August 9, 2007 6:05 PM ET

The Black Lips are four Atlanta rock & roll renegades who've been playing their wildly entertaining brand of dirty blues punk since 2000. On September 11, the band -- known for truly outrageous stage shows that involve drinking pee, nudity, making out with each other and profuse bleeding -- will release their new album Good Bad, Not Evil? on Vice Records. The LP is stocked with gleefully disturbed tunes like its first single, "Katrina," which somehow manages to merge Kinks-style heartbreak pop with one of the most appalling natural (and political) disasters in American history. Rock Daily asked singer/bassist Jared Swilley about this unusual song, as well as the cheery day-glo video they made for it:

On writing a love song about a hurricane: "In a lot of ways a girl can be much like a hurricane. In this case, though, we didn't want to be political, even though we have ties to New Orleans, so we tied the two ideas together."

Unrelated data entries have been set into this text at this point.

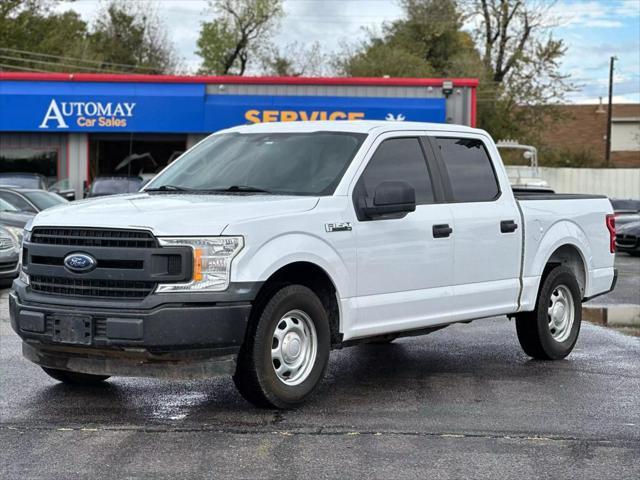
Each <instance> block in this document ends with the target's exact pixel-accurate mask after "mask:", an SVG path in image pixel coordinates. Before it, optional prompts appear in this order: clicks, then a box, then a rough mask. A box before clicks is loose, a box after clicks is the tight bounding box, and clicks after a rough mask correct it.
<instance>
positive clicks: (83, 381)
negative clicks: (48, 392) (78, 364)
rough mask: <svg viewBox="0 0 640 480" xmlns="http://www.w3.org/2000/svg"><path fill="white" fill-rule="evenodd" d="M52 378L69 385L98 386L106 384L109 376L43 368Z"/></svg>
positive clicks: (47, 373)
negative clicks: (99, 385)
mask: <svg viewBox="0 0 640 480" xmlns="http://www.w3.org/2000/svg"><path fill="white" fill-rule="evenodd" d="M41 368H42V370H44V372H45V373H46V374H47V375H49V376H50V377H51V378H53V379H55V380H58V381H59V382H62V383H65V384H67V385H98V384H100V383H102V382H104V381H105V380H106V379H107V378H109V376H108V375H91V374H89V373H79V372H69V371H67V370H58V369H57V368H48V367H41Z"/></svg>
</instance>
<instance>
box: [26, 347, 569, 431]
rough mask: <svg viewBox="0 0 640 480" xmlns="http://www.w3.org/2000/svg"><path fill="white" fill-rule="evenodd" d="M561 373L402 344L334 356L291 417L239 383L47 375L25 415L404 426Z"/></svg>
mask: <svg viewBox="0 0 640 480" xmlns="http://www.w3.org/2000/svg"><path fill="white" fill-rule="evenodd" d="M430 343H433V344H432V345H429V344H430ZM447 347H448V348H447ZM469 347H471V346H469ZM560 363H563V362H560ZM564 363H567V364H570V363H572V362H570V360H567V361H565V362H564ZM558 366H559V365H558V363H556V364H555V367H553V366H552V365H551V363H550V362H534V361H530V360H528V359H527V358H526V357H525V356H524V354H522V353H520V352H519V350H518V348H517V346H516V345H513V347H512V348H508V349H505V347H504V345H503V346H502V349H501V350H496V349H495V348H492V345H491V344H488V345H485V346H484V347H483V348H481V349H478V348H473V347H471V348H466V346H465V345H464V344H461V343H460V342H458V343H456V344H450V345H448V346H447V344H446V343H444V344H443V343H442V342H437V341H436V342H429V341H425V340H424V339H422V340H419V339H401V340H397V341H396V343H393V344H390V345H360V346H356V347H353V348H348V349H344V350H339V351H335V352H333V353H332V355H331V360H330V364H329V367H328V370H327V375H326V377H325V380H324V381H323V382H322V384H321V385H320V387H319V388H318V390H317V391H316V393H315V394H314V395H313V396H312V397H311V398H310V399H309V401H308V402H307V403H306V404H305V405H304V406H302V407H300V408H299V409H297V410H294V411H289V412H276V411H274V410H261V409H257V408H254V407H253V406H251V405H250V404H249V403H247V402H246V401H244V400H243V399H242V397H240V395H239V394H238V393H237V392H236V390H235V388H234V385H233V381H232V379H231V378H230V377H221V378H216V379H209V380H202V381H184V382H178V381H163V380H153V379H144V378H114V379H110V380H109V381H107V382H105V383H104V384H102V385H98V386H91V387H77V386H66V385H62V384H53V383H49V379H47V378H46V377H44V374H42V376H43V381H45V382H47V385H46V386H42V387H35V388H34V390H35V391H32V393H34V395H30V396H29V397H28V398H25V399H24V402H23V403H22V404H21V405H20V406H19V407H20V408H21V409H22V410H23V412H24V414H25V415H26V416H27V417H28V418H32V419H33V418H40V419H45V418H46V419H47V420H48V421H49V422H53V423H55V424H58V425H61V426H70V428H82V427H86V426H87V425H89V426H91V425H105V424H106V425H109V426H110V427H113V428H118V427H125V426H129V425H146V426H148V427H149V428H160V427H162V426H169V427H171V428H176V427H179V426H185V425H198V428H202V427H203V426H204V428H236V429H238V428H239V429H244V428H254V429H255V428H273V426H274V425H275V424H276V423H278V422H281V421H282V420H283V419H292V420H296V419H298V420H302V419H304V418H307V417H309V416H311V417H316V418H315V420H313V421H311V422H310V423H309V425H324V423H323V422H322V421H321V419H322V418H323V417H326V416H327V415H336V414H338V416H339V415H340V412H343V413H345V412H356V411H360V412H363V411H364V412H372V413H375V412H385V415H387V416H388V415H391V416H394V415H395V416H397V415H399V414H401V413H402V412H403V411H406V412H409V411H412V412H414V411H416V410H419V409H422V408H425V407H427V406H428V407H429V408H436V407H437V406H439V405H440V406H442V405H449V406H452V405H455V404H458V405H464V404H479V403H486V404H488V405H491V404H494V403H495V402H498V401H499V394H498V393H497V392H496V389H498V390H499V389H504V388H512V389H513V388H514V387H517V390H521V389H522V388H523V386H522V385H521V384H536V383H538V382H542V383H547V382H553V381H554V380H555V381H561V380H562V378H555V379H554V377H563V376H564V375H566V374H565V373H563V370H566V368H558ZM554 371H555V372H558V375H555V374H554V373H553V372H554ZM38 373H39V372H38ZM487 387H489V388H487ZM296 424H297V425H298V426H300V423H299V422H298V423H296Z"/></svg>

On why the song has only four lines of lyrics: "In this day and age of ADD, we try to appeal to those with a short attention span who wanna go ride bikes later."

On the video's larger concept: "I would describe the concept as strikingly similar to that of a Christmas tree's lights. Sometimes they're green, sometimes they're yellow, and even sometimes, they're purple. The fast shot changes pay homage to our lightning-fast wit."

On what the Black Lips will do to celebrate the release of their new album: "Continue on with our never-ending tour and maybe buy a six pack of Busch."